I am thinking it could be what we call "farmers cheese...? It is very simple. You bring the milk to a light boil, take it off the heat and then add enough fresh lemon or lime juice to see the whey separating from the curds. The harder the boil, the firmer and larger the curds. I pour the whey off and collect the curds in a colander. I add chives and fresh garlic and some cheese salt while it is still warm. Once it chills it is more firm and can be cut into slices. Although, I don't think it smells like feet. I'm interested to find out what this 'mystery cheese' is?


----------



## Rose

It's chevre. Made with old milk and shipped cross country (or internationally.)

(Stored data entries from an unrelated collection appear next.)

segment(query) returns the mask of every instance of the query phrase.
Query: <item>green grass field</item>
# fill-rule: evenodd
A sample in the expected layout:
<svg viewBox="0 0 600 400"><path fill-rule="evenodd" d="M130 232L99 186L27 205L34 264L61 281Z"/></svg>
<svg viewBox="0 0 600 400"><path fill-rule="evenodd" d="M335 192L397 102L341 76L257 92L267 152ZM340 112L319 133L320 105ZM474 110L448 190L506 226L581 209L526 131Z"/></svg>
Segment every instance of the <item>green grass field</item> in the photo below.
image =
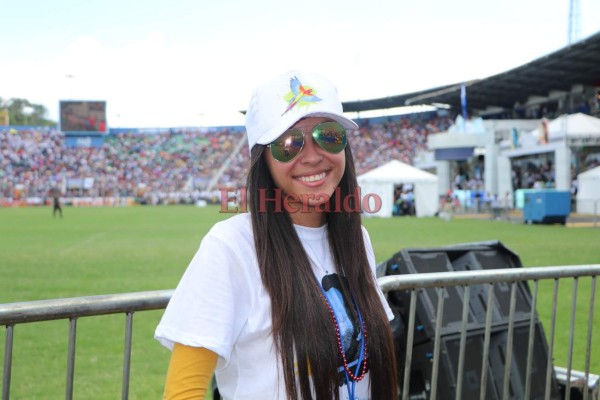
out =
<svg viewBox="0 0 600 400"><path fill-rule="evenodd" d="M202 236L220 219L217 207L0 209L0 303L172 289ZM500 240L524 266L600 263L600 229L491 220L365 219L377 261L411 247ZM549 332L552 283L540 285L538 312ZM566 366L572 280L561 283L555 364ZM581 279L573 367L583 370L590 280ZM600 373L600 296L596 295L592 372ZM169 352L152 336L162 311L135 314L131 399L161 397ZM74 398L121 395L124 315L78 322ZM15 327L11 398L64 397L68 321ZM0 333L4 343L5 331ZM0 345L0 358L4 346Z"/></svg>

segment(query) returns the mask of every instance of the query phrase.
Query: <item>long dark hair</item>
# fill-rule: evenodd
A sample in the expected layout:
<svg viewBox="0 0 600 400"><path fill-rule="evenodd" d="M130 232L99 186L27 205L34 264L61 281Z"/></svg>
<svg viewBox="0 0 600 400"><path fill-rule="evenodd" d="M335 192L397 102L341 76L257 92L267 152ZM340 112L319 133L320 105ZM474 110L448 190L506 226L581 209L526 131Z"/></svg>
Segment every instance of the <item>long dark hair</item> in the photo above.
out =
<svg viewBox="0 0 600 400"><path fill-rule="evenodd" d="M261 278L271 299L273 340L280 355L287 397L312 399L312 378L317 400L338 400L340 357L335 329L308 256L289 214L275 212L273 201L258 204L259 189L265 190L264 198L275 198L276 186L265 160L265 148L255 145L251 152L248 200ZM350 146L346 146L345 154L340 190L330 199L332 210L336 195L345 199L358 187ZM266 210L260 212L261 206ZM371 398L397 399L394 342L369 267L360 214L335 211L326 213L329 243L338 273L347 281L363 315L368 334ZM356 318L355 312L352 318Z"/></svg>

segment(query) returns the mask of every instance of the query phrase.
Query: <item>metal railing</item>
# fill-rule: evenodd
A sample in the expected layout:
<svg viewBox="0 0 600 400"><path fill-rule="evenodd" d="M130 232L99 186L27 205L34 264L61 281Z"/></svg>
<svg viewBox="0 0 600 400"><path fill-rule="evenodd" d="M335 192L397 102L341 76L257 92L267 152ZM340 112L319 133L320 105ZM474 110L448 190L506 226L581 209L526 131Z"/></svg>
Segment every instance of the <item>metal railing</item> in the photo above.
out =
<svg viewBox="0 0 600 400"><path fill-rule="evenodd" d="M438 390L438 376L439 376L439 360L440 360L440 343L441 343L441 331L442 331L442 318L444 313L444 301L445 294L444 289L451 286L463 286L463 304L462 304L462 321L460 329L460 347L459 347L459 359L458 367L456 369L457 376L456 382L456 397L457 399L462 398L463 391L463 365L465 360L465 349L467 339L467 315L469 309L470 289L473 285L490 285L490 289L493 289L494 284L499 283L510 283L510 311L508 316L508 332L507 332L507 344L504 351L505 369L504 369L504 380L502 385L502 398L509 399L509 384L510 384L510 368L511 368L511 356L513 354L513 333L514 333L514 320L515 320L515 304L517 298L517 283L523 281L533 281L534 289L532 295L531 311L529 316L529 338L527 344L527 365L525 371L525 392L524 398L529 399L531 393L531 368L532 368L532 350L534 341L534 321L536 314L536 304L538 297L538 283L541 279L554 279L554 290L553 290L553 304L552 304L552 322L550 327L550 339L548 348L548 362L546 370L546 382L545 382L545 393L544 398L550 399L551 396L551 377L553 374L553 350L554 350L554 338L556 331L556 311L557 311L557 299L558 299L558 288L559 280L561 278L573 278L573 292L571 302L571 313L570 313L570 331L569 331L569 349L568 349L568 362L566 368L565 377L565 399L569 400L571 396L571 381L572 381L572 356L573 356L573 345L574 345L574 332L575 332L575 310L577 305L577 293L578 293L578 280L581 277L591 278L591 292L590 302L588 311L588 330L586 337L586 359L585 359L585 371L583 373L582 391L584 400L589 399L590 391L590 357L592 351L592 333L593 333L593 319L594 319L594 302L595 302L595 291L596 291L596 277L600 275L600 265L579 265L579 266L553 266L553 267L536 267L536 268L511 268L511 269L496 269L496 270L481 270L481 271L457 271L457 272L441 272L441 273L424 273L424 274L408 274L408 275L396 275L396 276L385 276L378 279L379 285L384 292L390 292L393 290L408 290L410 291L410 306L408 314L408 326L406 329L406 358L404 364L404 376L402 387L402 399L407 400L410 392L410 373L412 364L412 351L413 351L413 340L415 332L415 316L417 306L417 293L418 290L424 288L437 288L437 308L435 315L435 338L434 348L432 356L432 375L430 381L429 395L430 399L436 399ZM487 302L486 304L492 304L494 290L487 291ZM465 301L467 300L467 301ZM480 380L480 399L486 399L486 388L487 388L487 371L488 371L488 357L490 350L490 336L492 328L492 307L486 307L485 316L485 333L483 343L483 355L481 360L481 380ZM540 382L534 382L539 384ZM594 383L598 385L597 379ZM596 388L597 389L597 388ZM594 397L597 396L597 392Z"/></svg>
<svg viewBox="0 0 600 400"><path fill-rule="evenodd" d="M75 346L77 319L107 314L125 314L125 348L123 351L123 384L121 398L129 398L129 372L133 313L163 309L169 303L173 290L123 293L102 296L75 297L0 304L0 325L6 326L4 369L2 373L2 400L10 398L14 327L29 322L69 320L69 345L65 399L73 398L75 374Z"/></svg>
<svg viewBox="0 0 600 400"><path fill-rule="evenodd" d="M505 350L505 373L503 382L503 398L509 398L509 379L510 373L509 368L511 365L510 357L513 352L513 330L514 330L514 319L515 319L515 304L516 304L516 285L518 282L532 281L533 282L533 295L531 312L529 317L529 340L527 346L527 369L526 369L526 383L525 383L525 398L529 398L531 391L531 360L532 360L532 349L533 349L533 324L534 316L536 314L536 302L538 297L538 282L542 279L553 279L554 280L554 291L553 291L553 304L552 304L552 322L550 327L549 335L549 355L548 359L552 360L555 328L556 328L556 310L557 310L557 298L559 280L563 278L573 278L573 296L571 304L571 318L570 318L570 336L569 336L569 355L568 365L566 369L559 369L562 373L566 382L565 398L570 398L570 385L577 375L579 381L583 381L583 396L584 399L590 399L589 389L592 385L598 386L598 381L590 384L591 379L594 375L590 374L590 358L592 354L592 333L593 333L593 318L594 318L594 302L595 302L595 291L596 291L596 277L600 275L600 265L579 265L579 266L554 266L554 267L530 267L530 268L511 268L511 269L497 269L497 270L483 270L483 271L459 271L459 272L444 272L444 273L421 273L421 274L408 274L408 275L396 275L396 276L385 276L378 279L379 285L384 292L397 291L397 290L408 290L410 291L410 306L408 313L408 326L407 326L407 337L406 337L406 357L404 362L404 375L402 387L402 399L406 400L409 397L410 389L410 372L411 372L411 360L415 330L415 313L417 305L417 293L421 289L426 288L437 288L438 291L438 302L435 317L435 339L434 339L434 350L432 357L432 376L430 381L429 398L435 399L438 391L438 377L439 377L439 358L440 358L440 342L441 342L441 327L442 317L444 313L444 290L451 286L462 286L464 287L463 295L463 309L462 309L462 323L460 330L460 349L458 359L458 374L456 377L456 398L461 398L463 391L463 365L465 360L465 349L467 341L467 314L470 299L470 288L473 285L490 285L493 287L495 284L510 283L510 313L508 317L508 341L507 348ZM577 292L578 292L578 280L582 277L590 277L591 279L591 292L589 302L589 314L588 314L588 328L586 337L586 352L585 352L585 371L577 372L572 369L572 355L573 355L573 344L574 344L574 323L575 323L575 307L577 304ZM130 372L130 361L131 361L131 339L133 330L133 313L139 311L157 310L163 309L168 304L172 290L152 291L152 292L139 292L139 293L126 293L126 294L115 294L115 295L103 295L103 296L89 296L69 299L58 299L58 300L42 300L22 303L11 303L11 304L0 304L0 325L6 327L5 336L5 350L4 350L4 368L2 374L2 400L9 400L10 398L10 383L11 383L11 370L12 370L12 350L14 341L14 327L17 324L50 321L50 320L69 320L69 344L68 344L68 362L66 371L66 391L65 399L72 399L73 397L73 382L74 382L74 366L75 366L75 347L76 347L76 332L77 332L77 320L81 317L87 316L98 316L106 314L119 314L123 313L126 315L126 329L125 329L125 348L123 354L123 374L122 374L122 399L129 397L129 372ZM488 290L488 303L491 304L493 301L494 290ZM482 372L481 372L481 389L480 398L485 399L486 387L487 387L487 369L485 366L488 364L489 348L490 348L490 336L492 331L492 307L487 307L486 311L486 323L485 323L485 334L484 334L484 348L483 356L481 360ZM556 373L553 371L552 362L547 363L546 370L546 390L545 398L550 398L550 377ZM538 384L539 382L533 382ZM596 391L597 394L597 391ZM596 395L594 395L596 397Z"/></svg>

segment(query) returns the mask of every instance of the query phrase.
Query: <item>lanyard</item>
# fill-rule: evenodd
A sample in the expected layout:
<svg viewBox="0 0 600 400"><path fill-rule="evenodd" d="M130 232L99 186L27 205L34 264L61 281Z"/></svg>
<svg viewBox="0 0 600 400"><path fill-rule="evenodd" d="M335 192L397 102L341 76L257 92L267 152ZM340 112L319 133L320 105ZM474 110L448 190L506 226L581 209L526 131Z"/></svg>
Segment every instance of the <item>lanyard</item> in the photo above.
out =
<svg viewBox="0 0 600 400"><path fill-rule="evenodd" d="M319 285L319 288L321 289L321 292L323 293L323 297L325 298L325 301L327 302L327 305L328 305L329 309L333 313L333 316L334 316L333 320L334 320L334 322L336 324L336 330L337 330L337 332L341 332L341 330L340 330L340 324L338 322L339 317L336 314L335 309L333 308L333 306L329 302L329 299L327 298L327 294L325 293L325 290L323 289L323 287L321 285ZM362 330L362 327L364 326L363 325L362 314L360 313L360 310L358 309L358 306L357 306L356 302L354 301L354 296L352 296L352 304L354 304L354 308L356 309L356 314L358 315L358 323L359 323L359 326L361 328L360 329L360 334L359 334L359 339L358 339L359 342L360 342L360 352L359 352L359 355L358 355L358 360L356 361L356 370L354 371L354 376L358 376L359 373L360 373L360 368L361 368L361 366L363 364L363 361L364 361L364 356L365 356L365 335L364 335L363 330ZM339 349L338 350L342 353L342 356L343 356L342 358L345 359L346 356L344 354L344 348L343 348L343 345L342 345L341 341L338 342L338 345L339 345ZM349 363L347 365L347 367L350 367L352 364L354 364L354 363ZM346 389L348 391L348 400L355 400L356 399L356 397L355 397L355 384L356 384L356 381L350 377L350 375L348 374L348 371L346 370L346 366L342 366L340 368L344 370L344 375L345 375L345 380L346 380Z"/></svg>

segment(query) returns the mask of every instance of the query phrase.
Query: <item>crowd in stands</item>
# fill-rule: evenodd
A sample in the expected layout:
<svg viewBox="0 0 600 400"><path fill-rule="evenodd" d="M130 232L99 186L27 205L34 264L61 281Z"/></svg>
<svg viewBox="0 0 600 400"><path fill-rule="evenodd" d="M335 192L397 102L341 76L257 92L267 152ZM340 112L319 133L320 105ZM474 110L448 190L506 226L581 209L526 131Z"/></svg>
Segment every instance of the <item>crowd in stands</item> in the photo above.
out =
<svg viewBox="0 0 600 400"><path fill-rule="evenodd" d="M554 168L552 162L521 162L512 166L512 184L515 189L553 188Z"/></svg>
<svg viewBox="0 0 600 400"><path fill-rule="evenodd" d="M360 175L392 159L412 164L415 155L427 149L427 136L447 131L453 122L449 116L436 114L426 118L362 121L348 138L356 160L356 173Z"/></svg>
<svg viewBox="0 0 600 400"><path fill-rule="evenodd" d="M482 191L485 184L483 181L484 161L483 157L473 158L471 162L455 161L455 175L452 188L456 190Z"/></svg>
<svg viewBox="0 0 600 400"><path fill-rule="evenodd" d="M412 163L427 136L447 130L452 119L433 113L359 122L348 140L362 174L390 159ZM182 129L119 132L106 136L99 147L68 147L53 128L0 128L0 198L47 199L58 189L68 197L195 201L206 197L213 183L215 189L245 184L249 152L240 141L245 144L245 133L236 129Z"/></svg>

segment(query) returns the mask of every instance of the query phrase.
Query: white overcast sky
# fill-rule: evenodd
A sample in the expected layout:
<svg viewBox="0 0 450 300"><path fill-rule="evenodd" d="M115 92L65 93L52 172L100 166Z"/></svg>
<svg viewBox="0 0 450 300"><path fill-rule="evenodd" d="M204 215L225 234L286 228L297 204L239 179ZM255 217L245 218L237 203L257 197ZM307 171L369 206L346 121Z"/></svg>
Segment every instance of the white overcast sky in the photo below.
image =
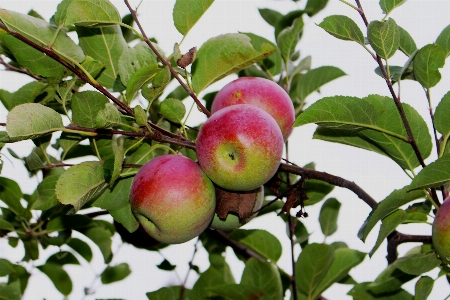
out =
<svg viewBox="0 0 450 300"><path fill-rule="evenodd" d="M119 9L122 15L127 13L123 1L112 1ZM136 6L139 1L130 1L132 6ZM381 94L388 96L388 90L384 81L374 74L375 62L369 54L356 43L337 40L328 35L315 24L320 23L326 16L333 14L347 15L357 22L363 29L363 23L359 15L350 7L344 5L338 0L330 0L327 8L314 16L312 19L305 18L305 31L303 38L298 46L302 57L312 55L313 68L331 65L341 68L348 75L342 77L321 89L321 94L314 94L308 98L308 103L312 103L324 96L348 95L364 97L369 94ZM349 2L353 2L349 0ZM363 8L369 20L381 19L383 17L378 5L379 1L362 0ZM35 9L44 18L49 19L56 10L59 1L23 1L23 0L1 0L0 8L6 8L22 13L27 13L31 8ZM217 36L222 33L230 32L253 32L264 36L273 41L273 30L259 16L257 8L272 8L282 13L291 10L303 8L306 0L297 3L288 0L273 1L233 1L216 0L215 3L206 12L204 17L191 30L182 44L182 51L187 51L193 46L201 46L206 39ZM174 1L144 0L140 10L140 20L149 36L155 37L160 46L170 53L173 44L181 40L181 35L176 31L172 23L172 9ZM420 48L426 44L433 43L438 34L450 24L450 1L447 0L409 0L403 6L396 9L391 17L394 18L400 26L405 28L414 38L417 46ZM403 65L406 56L398 52L392 59L390 65ZM433 105L435 106L439 99L449 90L450 66L447 59L447 65L442 71L441 83L431 91ZM218 90L233 77L227 77L214 84L209 91ZM22 75L0 72L0 88L9 91L15 91L20 88L25 80L29 80ZM201 96L201 95L200 95ZM402 101L412 105L429 124L429 115L427 101L420 85L415 82L402 82ZM188 103L188 102L186 102ZM189 107L189 105L187 105ZM6 112L3 107L0 108L0 122L6 119ZM204 121L204 116L197 113L189 119L192 124ZM364 190L366 190L377 201L384 199L393 189L401 188L410 182L410 179L404 172L391 160L368 151L355 149L348 146L326 143L312 140L315 125L307 125L296 128L289 141L290 158L298 165L305 165L314 161L316 168L321 171L341 176L348 180L355 181ZM11 146L22 156L28 155L31 143L21 142ZM435 150L432 156L427 160L434 160ZM2 176L19 180L24 192L31 192L36 179L30 180L26 170L16 160L8 161L4 159L4 169ZM356 234L363 221L370 212L369 207L359 200L353 193L335 188L330 195L336 197L341 203L341 214L339 218L338 232L327 239L327 242L344 241L350 247L360 251L369 252L377 238L377 228L375 228L366 243L362 243ZM303 220L309 232L313 233L310 242L323 242L323 235L320 233L320 227L317 221L320 205L308 207L309 218ZM285 235L284 223L274 215L260 218L259 221L250 222L245 228L262 228L275 234L283 243L283 256L279 265L290 272L289 262L289 241ZM400 231L414 234L430 234L430 226L400 226ZM118 250L120 238L115 236L114 250ZM298 246L298 245L297 245ZM399 247L400 254L404 254L412 248L413 244L404 244ZM366 260L351 271L351 275L359 282L375 279L378 273L386 266L386 244L384 243L376 254ZM103 268L103 259L100 252L93 246L94 262L91 266L83 264L80 266L67 266L66 270L70 273L74 282L74 288L69 299L83 299L83 288L91 286L95 274ZM0 240L0 257L19 261L23 256L21 248L10 248L4 240ZM45 261L45 255L56 252L42 251L37 265ZM178 277L184 279L187 270L187 263L191 258L193 251L193 242L182 245L171 246L162 251L162 254L173 264L177 264ZM296 255L299 248L296 248ZM237 282L240 280L240 274L243 264L238 261L232 251L227 252L230 266L234 272ZM173 272L160 271L155 264L163 260L158 253L136 250L129 245L123 245L117 252L113 264L128 262L133 273L130 277L120 283L111 286L100 286L98 281L96 293L85 299L95 298L125 298L125 299L146 299L145 293L156 290L163 285L180 284L178 278ZM82 261L82 259L80 259ZM207 254L200 251L194 263L199 265L201 270L207 267ZM437 272L431 272L430 276L435 278ZM191 274L189 283L192 285L195 275ZM405 285L405 288L414 293L414 282ZM335 285L330 288L324 297L328 299L350 299L346 295L350 286ZM444 299L450 293L445 278L440 278L433 289L429 299ZM33 270L24 299L60 299L61 295L53 288L52 283L42 275L38 270Z"/></svg>

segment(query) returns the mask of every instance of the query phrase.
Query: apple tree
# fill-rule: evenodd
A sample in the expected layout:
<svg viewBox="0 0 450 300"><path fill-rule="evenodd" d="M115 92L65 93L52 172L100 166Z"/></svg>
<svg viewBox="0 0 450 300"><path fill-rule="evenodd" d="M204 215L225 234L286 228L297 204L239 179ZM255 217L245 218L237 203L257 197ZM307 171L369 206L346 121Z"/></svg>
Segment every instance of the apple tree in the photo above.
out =
<svg viewBox="0 0 450 300"><path fill-rule="evenodd" d="M213 2L177 0L173 26L186 36ZM112 263L111 244L116 234L124 243L149 252L175 247L169 244L170 238L162 242L153 236L148 229L152 220L142 218L140 204L130 204L133 181L141 167L159 162L169 153L183 156L192 168L207 172L207 162L199 159L199 165L193 163L197 161L196 142L203 124L190 125L189 116L196 109L205 118L220 114L221 110L211 113L218 91L210 87L220 79L231 81L236 77L264 78L281 87L293 106L293 124L288 127L316 124L314 139L383 155L404 170L410 183L398 186L385 199L375 200L339 174L315 170L314 163L299 166L289 158L293 151L289 134L278 130L276 121L281 117L275 117L271 122L279 131L281 145L284 143L275 174L270 173L263 187L254 190L253 186L251 192L244 191L246 182L241 182L238 174L227 174L226 179L237 182L242 191L221 190L220 181L213 180L217 184L215 196L211 191L206 194L220 201L215 211L207 214L206 225L213 215L222 221L233 217L235 225L205 225L208 228L195 232L194 255L197 248L203 248L209 256L209 267L202 272L193 259L186 262L188 275L197 274L196 282L149 290L149 299L324 299L322 294L335 284L348 285L348 295L353 299L426 299L437 279L426 273L439 269L438 278L450 278L450 212L449 205L442 205L449 195L450 182L450 92L435 109L430 92L439 84L440 69L450 55L450 26L438 33L436 40L430 39L429 44L418 48L413 35L389 17L394 9L401 10L398 6L405 1L380 0L385 17L368 20L359 0L341 0L349 7L348 15L329 15L315 20L317 25L330 34L330 39L356 43L367 52L390 96L335 95L309 103L308 96L345 73L333 66L311 68L311 57L301 56L298 44L304 19L314 19L328 0L302 2L298 10L286 14L268 8L259 10L273 27L272 40L251 32L232 32L207 37L198 48L185 53L181 51L184 38L173 41L172 49L161 49L157 39L141 26L140 18L146 17L146 12L127 0L123 5L129 13L123 16L108 0L63 0L50 20L34 10L21 14L0 7L0 65L3 71L32 78L17 91L0 89L0 100L8 111L6 120L0 120L1 158L2 162L22 162L30 177L39 181L34 192L26 194L8 174L0 177L0 237L8 241L8 247L23 248L25 253L19 262L0 257L0 298L20 299L35 270L48 276L62 295L70 295L73 286L66 266L79 265L80 259L90 262L91 247L97 247L103 255L105 268L99 274L102 284L125 279L132 272L130 267L118 263L120 256ZM390 64L389 59L398 52L403 53L404 63ZM401 101L404 80L423 88L431 127L424 116ZM258 88L251 86L250 90ZM193 100L190 107L186 107L187 98ZM240 110L229 111L237 114ZM281 111L283 115L288 112ZM251 116L245 121L252 123ZM207 124L212 126L210 131L238 127L224 124L219 131L214 130L214 124ZM9 145L24 140L31 140L34 146L29 155L21 157ZM246 150L256 153L264 147ZM208 149L209 145L203 143L202 151ZM234 154L229 158L237 159ZM261 167L264 162L255 158L248 163ZM182 176L177 171L172 172L178 175L176 180L167 172L159 178L164 188L158 193L167 193L167 199L178 181L190 178L190 172ZM266 169L258 172L269 174ZM335 186L354 194L349 201L364 201L371 208L358 232L363 242L381 223L370 253L351 249L345 241L309 242L313 231L327 237L338 229L341 203L327 198ZM192 193L198 189L196 183L188 187ZM138 192L141 190L133 190ZM181 198L189 198L188 193ZM164 216L176 205L166 203L152 208L152 212ZM308 214L308 206L313 205L321 206L318 215ZM198 218L190 207L183 210L187 221ZM261 216L283 220L286 232L238 228ZM305 218L318 218L320 232L307 228ZM169 226L177 222L173 217L160 219ZM417 223L426 224L429 234L397 230L399 225ZM75 237L75 232L85 238ZM290 240L291 270L277 264L282 253L277 236L281 234L287 234ZM379 247L386 239L387 267L373 274L372 281L352 278L349 272L367 256L381 251ZM398 257L397 247L406 243L419 246ZM34 264L44 249L53 254L44 263ZM227 249L245 264L239 282L224 256ZM158 268L170 272L175 266L167 258ZM415 282L414 295L403 287L410 281ZM86 294L93 292L85 290Z"/></svg>

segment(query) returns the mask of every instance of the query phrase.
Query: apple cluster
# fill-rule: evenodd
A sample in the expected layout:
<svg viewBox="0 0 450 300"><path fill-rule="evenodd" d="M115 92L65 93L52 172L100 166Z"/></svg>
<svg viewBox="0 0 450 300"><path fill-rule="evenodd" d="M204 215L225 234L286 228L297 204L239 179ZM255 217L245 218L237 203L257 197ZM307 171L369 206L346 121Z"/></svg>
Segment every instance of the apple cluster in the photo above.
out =
<svg viewBox="0 0 450 300"><path fill-rule="evenodd" d="M159 156L133 180L133 213L161 243L186 242L208 226L231 231L254 217L295 119L283 88L255 77L223 87L211 113L198 133L198 163L181 155Z"/></svg>

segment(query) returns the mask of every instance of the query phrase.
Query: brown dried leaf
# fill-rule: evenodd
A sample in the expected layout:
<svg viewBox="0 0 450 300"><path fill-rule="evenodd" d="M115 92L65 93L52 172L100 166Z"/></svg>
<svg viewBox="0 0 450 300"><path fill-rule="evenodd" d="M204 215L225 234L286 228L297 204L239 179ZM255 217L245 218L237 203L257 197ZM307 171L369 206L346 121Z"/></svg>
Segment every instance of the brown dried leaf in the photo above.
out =
<svg viewBox="0 0 450 300"><path fill-rule="evenodd" d="M257 193L262 187L248 192L234 192L216 186L216 214L225 219L228 213L235 213L239 220L246 220L253 213Z"/></svg>
<svg viewBox="0 0 450 300"><path fill-rule="evenodd" d="M177 60L177 65L180 68L186 69L187 66L192 64L197 54L197 47L189 49L189 52L184 54L179 60Z"/></svg>

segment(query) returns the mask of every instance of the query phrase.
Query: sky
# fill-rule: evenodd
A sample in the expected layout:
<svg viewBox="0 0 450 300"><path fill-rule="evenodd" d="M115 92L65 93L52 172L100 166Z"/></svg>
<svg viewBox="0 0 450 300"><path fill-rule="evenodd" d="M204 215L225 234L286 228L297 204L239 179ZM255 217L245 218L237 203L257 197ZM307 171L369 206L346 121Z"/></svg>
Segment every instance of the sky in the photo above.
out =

Chevre made with fresh goat milk does NOT smell like feet. :biggrin


----------



## Ziggy

Yes - a lot of my friends used to think chevre is the only goat cheese. They are quite surprised when they try my Cheddar, Alpine/Swiss cheeses, brie etc. all made from my goats milk.


----------



## Little Moon

Ziggy - we need a "like" button. I really got a chuckle from reading this as everyone here also thinks that you can only make two types of cheese from goat milk :rofl chevre & feta!!!! Good luck April and have fun making cheese and changing some minds 

Anne


----------



## Sunflower Valley

It is not a stupid question at all. That is the beloved cheese of southeast Colorado. It is not old milk, nor shipped. It would be from one of the long time running family dairy farms in Trinidad area. I would be willing to put a lot of money on that you will not get their recipe. I know that there were others around many years ago with a "rustic old time Italian" recipe for this highly salted and aged cheese. The dairy ages this for several months. You may try asking around the older generations of Italians on the Mesa and you may find something similar. Good luck.


----------



## Sharpgoat

Welcome Nicole, Good to have another cheese maker on here. :hi
Fran


----------



## Suellen

I have to agree with the name "farmstead cheese" This cheese is usually aged and can be just about anything. Maybe it is like special sauce. I went to subway to get a sandwhich and asked them what kind of cheese they had and the person told me they have white cheese and orange cheese. She had no idea what kind they were. When I was checking out I heard someone order a sandwhich asking for orange cheese. 
Suellen


----------